世界を飛び回るコペンハーゲン育ちの日本人クリエイターが明かす、デンマークデザインの神髄
The Inoue Brothersはソーシャルデザインにこだわろう、「人のためのデザイン」を突き詰めようと立ち上げましたが、特に当てがあったわけではありませんでした(笑)。そんな時、デザイン会社を解散したばかりの僕を、ある研究者が見つけてくれたのがきっかけでした。その人の研究内容は「アルパカの毛皮は世界一高級なのに、アルパカと共に生きる人々はなぜ南米で一番貧しいのか?」。彼が10年以上研究して出した結論は「原因は、ブランディングとデザインが発達していない教育」でした。そこで僕に「交通費が自腹でよければ、すべて案内するから来ないか?」と。僕はふたつ返事で「行きます」。

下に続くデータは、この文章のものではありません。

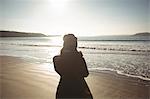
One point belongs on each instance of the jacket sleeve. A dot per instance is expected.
(57, 64)
(84, 68)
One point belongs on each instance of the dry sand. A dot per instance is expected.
(21, 79)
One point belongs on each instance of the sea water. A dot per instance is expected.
(124, 54)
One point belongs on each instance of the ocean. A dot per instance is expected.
(126, 55)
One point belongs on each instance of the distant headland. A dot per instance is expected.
(20, 34)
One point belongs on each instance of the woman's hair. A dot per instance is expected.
(70, 42)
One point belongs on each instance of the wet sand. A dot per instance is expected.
(22, 79)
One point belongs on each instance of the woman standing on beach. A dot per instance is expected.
(71, 67)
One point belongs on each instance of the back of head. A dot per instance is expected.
(70, 42)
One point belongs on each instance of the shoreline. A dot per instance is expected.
(101, 70)
(23, 79)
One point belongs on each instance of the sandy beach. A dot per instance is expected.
(22, 79)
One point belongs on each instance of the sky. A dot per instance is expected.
(81, 17)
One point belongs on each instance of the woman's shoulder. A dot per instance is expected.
(56, 58)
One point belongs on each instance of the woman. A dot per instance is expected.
(71, 67)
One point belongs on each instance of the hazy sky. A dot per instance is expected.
(81, 17)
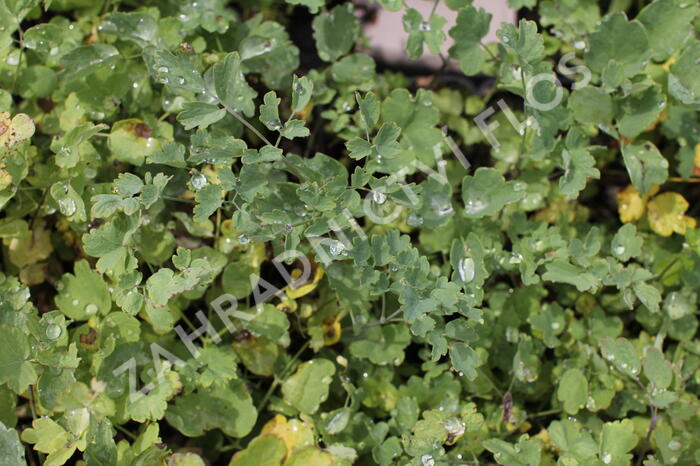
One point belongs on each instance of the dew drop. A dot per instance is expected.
(474, 206)
(336, 247)
(444, 211)
(53, 331)
(378, 197)
(414, 220)
(466, 269)
(199, 181)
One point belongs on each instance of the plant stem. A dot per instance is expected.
(243, 121)
(124, 431)
(282, 378)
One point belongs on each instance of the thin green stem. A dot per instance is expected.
(483, 46)
(278, 381)
(279, 136)
(243, 121)
(432, 11)
(124, 431)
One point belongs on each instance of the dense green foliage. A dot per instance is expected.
(473, 265)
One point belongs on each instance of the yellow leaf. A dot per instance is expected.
(331, 331)
(14, 131)
(631, 206)
(303, 290)
(666, 214)
(294, 433)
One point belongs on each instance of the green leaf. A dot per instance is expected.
(369, 109)
(682, 82)
(312, 5)
(616, 439)
(645, 165)
(626, 244)
(382, 345)
(591, 105)
(302, 90)
(229, 408)
(171, 154)
(620, 40)
(69, 201)
(524, 40)
(639, 110)
(355, 68)
(208, 200)
(527, 452)
(308, 387)
(295, 129)
(83, 294)
(431, 32)
(563, 272)
(231, 86)
(87, 59)
(140, 28)
(667, 24)
(579, 165)
(471, 28)
(335, 32)
(573, 390)
(176, 71)
(486, 193)
(266, 450)
(200, 114)
(656, 369)
(622, 354)
(649, 295)
(11, 449)
(50, 437)
(17, 372)
(464, 359)
(269, 112)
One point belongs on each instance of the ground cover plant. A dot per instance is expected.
(231, 236)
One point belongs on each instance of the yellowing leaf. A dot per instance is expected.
(331, 331)
(303, 290)
(631, 206)
(294, 433)
(14, 131)
(667, 214)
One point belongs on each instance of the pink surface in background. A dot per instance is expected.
(388, 38)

Photo by Robert Lawrence in Andes|研究者のAlonso
Photo by Robert Lawrence in Andes
35時間かけてたどり着いたアンデスは、標高5000メートルの高地。着いてまもなく、生活すらままならないはずの人たちが、家からパンなどあらゆるものを出してきて、すごく温かくおもてなしをしてくれたんです。それはあまりにも衝撃的で、感動的で。僕はデザインを教えに行ったはずなのに、本当の愛や人生で大切なものを彼らから学んで帰国。